La via del sale prosegue verso Ebensee e Traunkirchen che si sfiorano costeggiando il lago Traunsee ed è subito a Gmunden, nobile cittadina pittorescamente lacustre ove si creano ceramiche bianche e verdi, la "Gmundner Keramik", un tempo giudicate rustiche, oggi raffinatissime. Da comprare dopo aver visitato la fabbrica.

Tralasciamo l'autostrada, meglio la tranquilla statale, attraverso una verdissima campagna sino a un luogo di preghiera e fasti artistici: Kremsmünster, monastero benedettino antichissimo, barocchizzato, imponente come un palazzo reale e con opere pregevoli. La Sala degli Imperatori disegnata da C.A. Carlone, è maestosa.
Ora ci si dirige a Steyr. La chiamano la città del ferro e delle armi, ed è così per le sue industrie ma Steyr è anche molto bella, con un centro storico intatto, il castello Lamberg, il Municipio (Rathaus) e tanti palazzetti gotici. Poco prima di Linz, l'Abbazia di St. Florian è un trionfo di barocco, da vedere la biblioteca, la chiesa e le collezioni d'arte.

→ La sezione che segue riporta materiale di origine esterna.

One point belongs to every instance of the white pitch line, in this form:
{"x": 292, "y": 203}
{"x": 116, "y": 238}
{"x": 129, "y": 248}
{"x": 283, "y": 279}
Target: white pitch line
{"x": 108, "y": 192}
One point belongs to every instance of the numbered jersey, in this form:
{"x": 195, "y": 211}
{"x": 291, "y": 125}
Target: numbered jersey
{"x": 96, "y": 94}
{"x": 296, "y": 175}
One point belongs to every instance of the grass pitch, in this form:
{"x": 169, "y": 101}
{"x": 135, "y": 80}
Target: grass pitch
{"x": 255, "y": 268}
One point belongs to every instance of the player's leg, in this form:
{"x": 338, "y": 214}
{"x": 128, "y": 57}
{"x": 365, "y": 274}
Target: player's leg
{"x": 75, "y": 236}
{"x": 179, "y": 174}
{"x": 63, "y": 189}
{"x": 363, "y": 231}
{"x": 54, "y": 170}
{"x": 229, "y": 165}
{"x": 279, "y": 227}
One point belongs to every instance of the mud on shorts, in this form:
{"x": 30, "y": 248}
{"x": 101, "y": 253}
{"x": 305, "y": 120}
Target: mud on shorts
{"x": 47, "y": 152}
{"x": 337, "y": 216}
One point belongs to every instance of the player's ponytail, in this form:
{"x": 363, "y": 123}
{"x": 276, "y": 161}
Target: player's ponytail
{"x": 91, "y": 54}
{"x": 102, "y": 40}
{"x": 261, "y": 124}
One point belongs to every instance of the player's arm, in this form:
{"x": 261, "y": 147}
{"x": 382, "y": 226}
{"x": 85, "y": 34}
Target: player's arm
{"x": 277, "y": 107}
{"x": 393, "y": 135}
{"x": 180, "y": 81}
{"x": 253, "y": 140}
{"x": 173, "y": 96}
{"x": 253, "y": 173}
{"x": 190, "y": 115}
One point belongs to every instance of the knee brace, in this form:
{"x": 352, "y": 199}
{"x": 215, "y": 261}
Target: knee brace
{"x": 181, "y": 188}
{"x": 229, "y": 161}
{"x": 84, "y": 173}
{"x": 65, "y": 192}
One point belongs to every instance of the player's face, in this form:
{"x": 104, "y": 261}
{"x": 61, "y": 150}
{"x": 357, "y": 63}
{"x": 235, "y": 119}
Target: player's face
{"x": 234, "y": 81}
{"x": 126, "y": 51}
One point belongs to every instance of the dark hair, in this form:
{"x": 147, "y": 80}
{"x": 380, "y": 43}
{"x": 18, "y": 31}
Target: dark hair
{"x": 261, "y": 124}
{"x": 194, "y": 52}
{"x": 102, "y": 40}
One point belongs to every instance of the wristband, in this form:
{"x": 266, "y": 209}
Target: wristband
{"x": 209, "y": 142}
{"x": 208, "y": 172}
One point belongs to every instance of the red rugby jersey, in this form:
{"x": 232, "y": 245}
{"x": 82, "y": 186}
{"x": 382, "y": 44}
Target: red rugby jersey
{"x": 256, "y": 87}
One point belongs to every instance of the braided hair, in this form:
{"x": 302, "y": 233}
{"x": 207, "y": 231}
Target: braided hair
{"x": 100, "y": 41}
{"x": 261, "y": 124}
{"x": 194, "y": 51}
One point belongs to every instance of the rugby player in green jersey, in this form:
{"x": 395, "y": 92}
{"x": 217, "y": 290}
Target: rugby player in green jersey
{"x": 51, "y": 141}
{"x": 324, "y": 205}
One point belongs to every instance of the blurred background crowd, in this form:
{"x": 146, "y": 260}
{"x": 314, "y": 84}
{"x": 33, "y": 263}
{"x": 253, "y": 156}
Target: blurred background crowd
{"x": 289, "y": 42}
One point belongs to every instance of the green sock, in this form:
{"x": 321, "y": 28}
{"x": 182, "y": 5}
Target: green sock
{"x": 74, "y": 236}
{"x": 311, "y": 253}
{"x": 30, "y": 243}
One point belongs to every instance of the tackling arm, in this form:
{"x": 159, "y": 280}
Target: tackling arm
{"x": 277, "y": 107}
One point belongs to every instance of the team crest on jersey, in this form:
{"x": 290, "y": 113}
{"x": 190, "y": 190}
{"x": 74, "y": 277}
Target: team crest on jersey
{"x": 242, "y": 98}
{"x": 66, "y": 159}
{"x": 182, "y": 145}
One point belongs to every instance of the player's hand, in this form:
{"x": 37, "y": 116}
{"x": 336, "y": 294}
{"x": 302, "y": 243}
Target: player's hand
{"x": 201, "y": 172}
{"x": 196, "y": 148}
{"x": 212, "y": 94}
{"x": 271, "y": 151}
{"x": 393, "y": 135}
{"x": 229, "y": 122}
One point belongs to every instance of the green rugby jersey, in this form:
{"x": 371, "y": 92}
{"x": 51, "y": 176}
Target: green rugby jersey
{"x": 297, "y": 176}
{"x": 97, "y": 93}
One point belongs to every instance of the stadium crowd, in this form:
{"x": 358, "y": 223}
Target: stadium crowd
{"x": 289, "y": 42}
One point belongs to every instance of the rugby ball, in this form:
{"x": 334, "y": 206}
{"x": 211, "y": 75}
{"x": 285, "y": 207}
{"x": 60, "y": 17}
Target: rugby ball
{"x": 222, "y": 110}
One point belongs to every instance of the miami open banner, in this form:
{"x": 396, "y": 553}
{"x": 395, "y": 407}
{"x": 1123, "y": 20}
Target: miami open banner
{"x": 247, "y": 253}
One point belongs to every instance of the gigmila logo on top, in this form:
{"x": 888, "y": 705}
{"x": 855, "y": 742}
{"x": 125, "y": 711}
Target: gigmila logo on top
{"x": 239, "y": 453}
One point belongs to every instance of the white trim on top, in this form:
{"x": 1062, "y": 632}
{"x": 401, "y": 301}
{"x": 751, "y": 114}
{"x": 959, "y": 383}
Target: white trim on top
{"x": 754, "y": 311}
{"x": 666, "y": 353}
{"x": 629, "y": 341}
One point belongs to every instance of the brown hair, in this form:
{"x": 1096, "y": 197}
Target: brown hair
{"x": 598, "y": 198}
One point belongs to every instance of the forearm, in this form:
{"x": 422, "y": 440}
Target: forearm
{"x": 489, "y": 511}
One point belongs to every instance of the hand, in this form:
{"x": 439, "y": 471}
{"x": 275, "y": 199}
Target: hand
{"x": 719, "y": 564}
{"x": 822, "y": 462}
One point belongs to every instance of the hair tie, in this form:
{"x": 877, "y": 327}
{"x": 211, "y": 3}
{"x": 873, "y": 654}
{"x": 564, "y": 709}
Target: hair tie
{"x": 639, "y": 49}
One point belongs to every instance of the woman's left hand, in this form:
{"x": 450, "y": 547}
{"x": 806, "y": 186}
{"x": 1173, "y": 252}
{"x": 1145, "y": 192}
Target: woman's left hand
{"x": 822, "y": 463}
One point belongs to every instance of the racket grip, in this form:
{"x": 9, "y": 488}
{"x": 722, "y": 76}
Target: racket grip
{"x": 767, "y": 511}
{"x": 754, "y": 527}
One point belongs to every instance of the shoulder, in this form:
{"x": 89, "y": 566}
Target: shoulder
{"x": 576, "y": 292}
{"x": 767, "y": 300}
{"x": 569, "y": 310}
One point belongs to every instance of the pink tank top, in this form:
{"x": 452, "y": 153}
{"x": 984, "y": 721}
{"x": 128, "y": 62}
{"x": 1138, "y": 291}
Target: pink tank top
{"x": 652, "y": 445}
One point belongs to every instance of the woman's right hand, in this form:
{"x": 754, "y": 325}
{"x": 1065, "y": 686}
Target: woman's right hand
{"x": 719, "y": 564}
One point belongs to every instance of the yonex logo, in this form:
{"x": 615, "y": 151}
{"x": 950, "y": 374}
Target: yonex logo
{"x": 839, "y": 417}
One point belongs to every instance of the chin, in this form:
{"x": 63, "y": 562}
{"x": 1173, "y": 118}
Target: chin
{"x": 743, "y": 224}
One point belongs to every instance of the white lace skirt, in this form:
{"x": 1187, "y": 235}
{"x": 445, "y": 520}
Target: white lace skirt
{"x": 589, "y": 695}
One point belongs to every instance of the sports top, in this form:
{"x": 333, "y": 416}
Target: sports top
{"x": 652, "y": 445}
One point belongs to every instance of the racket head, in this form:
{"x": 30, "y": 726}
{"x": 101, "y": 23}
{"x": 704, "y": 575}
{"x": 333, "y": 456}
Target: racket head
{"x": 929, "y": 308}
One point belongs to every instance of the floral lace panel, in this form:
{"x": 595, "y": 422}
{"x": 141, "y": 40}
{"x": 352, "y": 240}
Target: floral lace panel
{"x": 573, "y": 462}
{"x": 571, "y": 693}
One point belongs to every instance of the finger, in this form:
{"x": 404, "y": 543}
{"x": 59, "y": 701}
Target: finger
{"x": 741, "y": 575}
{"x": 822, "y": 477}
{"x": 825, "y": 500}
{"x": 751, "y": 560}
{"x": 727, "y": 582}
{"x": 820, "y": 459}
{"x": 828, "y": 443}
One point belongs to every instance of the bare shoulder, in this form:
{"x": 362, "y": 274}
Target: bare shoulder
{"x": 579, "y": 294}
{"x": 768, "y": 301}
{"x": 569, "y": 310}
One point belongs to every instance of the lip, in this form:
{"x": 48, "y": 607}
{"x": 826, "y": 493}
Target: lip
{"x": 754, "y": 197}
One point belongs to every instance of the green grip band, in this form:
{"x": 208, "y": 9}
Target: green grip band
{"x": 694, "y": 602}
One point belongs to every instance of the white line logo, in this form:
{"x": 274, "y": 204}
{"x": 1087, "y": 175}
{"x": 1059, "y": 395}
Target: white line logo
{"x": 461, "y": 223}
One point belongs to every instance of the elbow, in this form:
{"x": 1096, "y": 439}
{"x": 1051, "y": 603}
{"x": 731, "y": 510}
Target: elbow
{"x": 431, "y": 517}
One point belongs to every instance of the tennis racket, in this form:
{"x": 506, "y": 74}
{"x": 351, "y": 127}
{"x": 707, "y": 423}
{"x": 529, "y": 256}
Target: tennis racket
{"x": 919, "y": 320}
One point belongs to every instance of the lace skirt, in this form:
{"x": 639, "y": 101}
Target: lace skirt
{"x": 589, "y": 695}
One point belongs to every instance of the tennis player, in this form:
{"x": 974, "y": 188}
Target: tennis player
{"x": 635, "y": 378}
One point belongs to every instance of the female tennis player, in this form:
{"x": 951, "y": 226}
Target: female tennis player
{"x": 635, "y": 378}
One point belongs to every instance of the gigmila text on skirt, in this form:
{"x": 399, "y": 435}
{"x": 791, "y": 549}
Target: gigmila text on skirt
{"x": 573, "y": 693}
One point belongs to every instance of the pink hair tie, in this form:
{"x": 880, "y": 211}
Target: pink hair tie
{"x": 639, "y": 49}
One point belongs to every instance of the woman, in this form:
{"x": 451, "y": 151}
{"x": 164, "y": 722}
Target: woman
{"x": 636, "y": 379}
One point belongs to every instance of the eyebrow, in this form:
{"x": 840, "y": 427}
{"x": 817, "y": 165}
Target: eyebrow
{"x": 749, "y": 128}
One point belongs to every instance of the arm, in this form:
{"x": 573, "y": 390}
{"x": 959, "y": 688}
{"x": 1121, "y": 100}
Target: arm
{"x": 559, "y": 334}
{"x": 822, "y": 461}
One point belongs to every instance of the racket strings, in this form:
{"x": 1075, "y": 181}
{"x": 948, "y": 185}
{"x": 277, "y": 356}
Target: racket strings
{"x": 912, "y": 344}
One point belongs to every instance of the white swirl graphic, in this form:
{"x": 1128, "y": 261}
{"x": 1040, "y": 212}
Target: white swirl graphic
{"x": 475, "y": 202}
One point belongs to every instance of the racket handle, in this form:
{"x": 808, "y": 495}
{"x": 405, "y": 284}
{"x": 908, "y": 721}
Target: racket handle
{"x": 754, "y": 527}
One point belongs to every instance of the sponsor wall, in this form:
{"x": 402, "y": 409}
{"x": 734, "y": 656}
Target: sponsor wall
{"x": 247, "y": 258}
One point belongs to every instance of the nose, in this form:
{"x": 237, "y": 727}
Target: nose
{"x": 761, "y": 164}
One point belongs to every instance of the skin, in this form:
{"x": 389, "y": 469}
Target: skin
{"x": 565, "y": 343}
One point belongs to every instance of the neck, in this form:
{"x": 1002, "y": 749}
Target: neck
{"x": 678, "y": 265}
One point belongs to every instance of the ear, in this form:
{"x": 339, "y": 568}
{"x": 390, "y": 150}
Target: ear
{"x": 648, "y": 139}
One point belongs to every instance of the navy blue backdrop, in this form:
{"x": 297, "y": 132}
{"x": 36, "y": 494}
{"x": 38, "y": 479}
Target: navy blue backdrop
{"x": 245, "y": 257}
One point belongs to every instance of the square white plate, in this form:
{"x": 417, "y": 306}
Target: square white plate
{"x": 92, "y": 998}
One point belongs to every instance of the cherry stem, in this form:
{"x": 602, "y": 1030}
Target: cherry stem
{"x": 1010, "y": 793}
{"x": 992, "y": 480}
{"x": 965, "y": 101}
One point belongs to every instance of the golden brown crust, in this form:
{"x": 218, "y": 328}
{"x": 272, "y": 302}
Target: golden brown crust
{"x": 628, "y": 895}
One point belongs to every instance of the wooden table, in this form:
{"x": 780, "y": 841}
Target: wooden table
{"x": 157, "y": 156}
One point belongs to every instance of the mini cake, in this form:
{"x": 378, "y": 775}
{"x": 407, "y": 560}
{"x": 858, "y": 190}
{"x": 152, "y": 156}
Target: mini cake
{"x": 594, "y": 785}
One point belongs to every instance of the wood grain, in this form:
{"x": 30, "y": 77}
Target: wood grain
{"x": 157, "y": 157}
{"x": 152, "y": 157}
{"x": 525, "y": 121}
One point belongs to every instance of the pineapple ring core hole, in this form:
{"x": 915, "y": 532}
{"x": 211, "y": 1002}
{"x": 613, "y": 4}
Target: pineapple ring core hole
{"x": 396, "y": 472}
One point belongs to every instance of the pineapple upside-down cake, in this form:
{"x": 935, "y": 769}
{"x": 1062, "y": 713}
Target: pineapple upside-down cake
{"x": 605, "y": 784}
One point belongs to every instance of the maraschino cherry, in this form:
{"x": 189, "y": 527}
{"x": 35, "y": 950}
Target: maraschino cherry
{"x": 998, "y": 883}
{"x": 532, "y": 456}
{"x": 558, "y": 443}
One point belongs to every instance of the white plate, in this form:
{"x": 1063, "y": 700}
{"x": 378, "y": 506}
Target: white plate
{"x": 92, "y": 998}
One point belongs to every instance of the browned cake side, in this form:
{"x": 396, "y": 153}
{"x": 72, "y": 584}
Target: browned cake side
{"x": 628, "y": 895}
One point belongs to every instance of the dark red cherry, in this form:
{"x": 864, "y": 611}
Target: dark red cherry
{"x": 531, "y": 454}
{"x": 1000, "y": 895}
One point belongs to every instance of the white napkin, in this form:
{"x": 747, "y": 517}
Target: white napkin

Da qui a Linz la strada è breve. Famosa per la torta omonima alla marmellata, Linz è sul Danubio, il suo modernissimo Lentos Kunstmuseum, tutto in cristallo, vi si specchia dentro e di notte risplende di luci rosse e blu. Stupiscono anche le linee dell'Ars Electronica Zentrum, dedicato al futuro dell'arte.

Oltre il Danubio, e Linz, la via del sale prosegue verso nord, entrando nel Mühlviertel, regione campagnola che confina con la Repubblica Ceca. Kefermarkt, nella chiesa di St Wolfang, custodisce un dossale inestimabile scolpito da un ignoto maestro, Freistadt è quasi al confine che fu chiuso per decenni, e oggi, riaperto, dà nuovamente movimento e scambi sulla via di Praga, come fu nel corso di secoli soprattutto per i carichi di sale provenienti da Hallstatt.